The two horrific incidents in the same room led to some serious questions about the upkeep of the Best Western. Though the couple died from carbon monoxide and the young boy from asphyxia - deprivation of oxygen to the lungs – the initial causes have been determined to be the same. Tests done on Saturday, after the discovery of the boy, revealed high amounts of poisonous gas in Room 225 of the hotel, according to CNN.
The cause of the gas is not yet known, but the infrastructure of the hotel suggests that Room 225 may have obtained these problems from being directly above a room with a natural gas heater for the hotel’s swimming pool.
According to The Charlotte Observer, there is a Watauga County Health Department report indicating deficiencies in this pool, failing to meet industry standards and proper ventilation of its chemical and equipment room.
Boone Police Chief Dana Crawford told reporters the hotel was closed Saturday for investigation and is under the control of officials. Additionally, examiners from the state board visited on Wednesday to oversee plumbing, heating and fire sprinkler contractors.

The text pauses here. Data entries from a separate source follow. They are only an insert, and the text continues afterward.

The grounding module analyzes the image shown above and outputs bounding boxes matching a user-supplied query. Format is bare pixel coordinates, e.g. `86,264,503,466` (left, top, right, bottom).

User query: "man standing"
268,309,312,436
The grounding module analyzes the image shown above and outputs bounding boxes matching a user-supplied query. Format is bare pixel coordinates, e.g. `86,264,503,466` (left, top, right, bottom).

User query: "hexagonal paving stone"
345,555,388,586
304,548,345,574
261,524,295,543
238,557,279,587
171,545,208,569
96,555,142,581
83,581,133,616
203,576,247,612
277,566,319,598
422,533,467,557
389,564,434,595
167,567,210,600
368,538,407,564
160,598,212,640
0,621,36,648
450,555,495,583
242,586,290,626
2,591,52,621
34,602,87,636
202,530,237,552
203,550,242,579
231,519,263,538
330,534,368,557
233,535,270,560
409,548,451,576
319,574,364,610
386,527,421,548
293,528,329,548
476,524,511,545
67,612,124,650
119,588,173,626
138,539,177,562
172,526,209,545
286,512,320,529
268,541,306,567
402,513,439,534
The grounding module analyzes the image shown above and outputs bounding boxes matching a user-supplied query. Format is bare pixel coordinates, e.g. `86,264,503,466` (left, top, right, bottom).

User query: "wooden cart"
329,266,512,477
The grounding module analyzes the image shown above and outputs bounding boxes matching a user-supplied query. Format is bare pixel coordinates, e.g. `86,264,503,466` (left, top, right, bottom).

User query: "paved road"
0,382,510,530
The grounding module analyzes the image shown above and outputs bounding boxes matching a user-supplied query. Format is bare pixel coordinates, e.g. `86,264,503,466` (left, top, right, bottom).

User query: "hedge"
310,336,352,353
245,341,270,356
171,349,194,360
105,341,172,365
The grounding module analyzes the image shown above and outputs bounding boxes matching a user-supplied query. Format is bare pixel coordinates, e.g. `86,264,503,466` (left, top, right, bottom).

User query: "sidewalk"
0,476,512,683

Paul Culpepper, an attorney retained by the hotel, issued a statement from the Best Western, Wednesday, saying that the "health and safety of guests who stay at our hotel is our number one priority. Our thoughts and prayers go out to the family and friends of those involved. We are cooperating fully with authorities who are investigating this truly tragic incident. The hotel will remain closed as we work closely with authorities to address any issues identified and authorities declare the hotel cleared for occupancy."
There is no evidence that any of the guests that stayed in Room 225 between the couple’s and the boy’s deaths have or have not suffered from the poisonous gas. Though North Carolina requires carbon monoxide detectors in homes and apartments, there is no law for detectors to be present in hotels. The pressing question of police and guests still remains: Why wasn’t the gas issue looked into after the April deaths?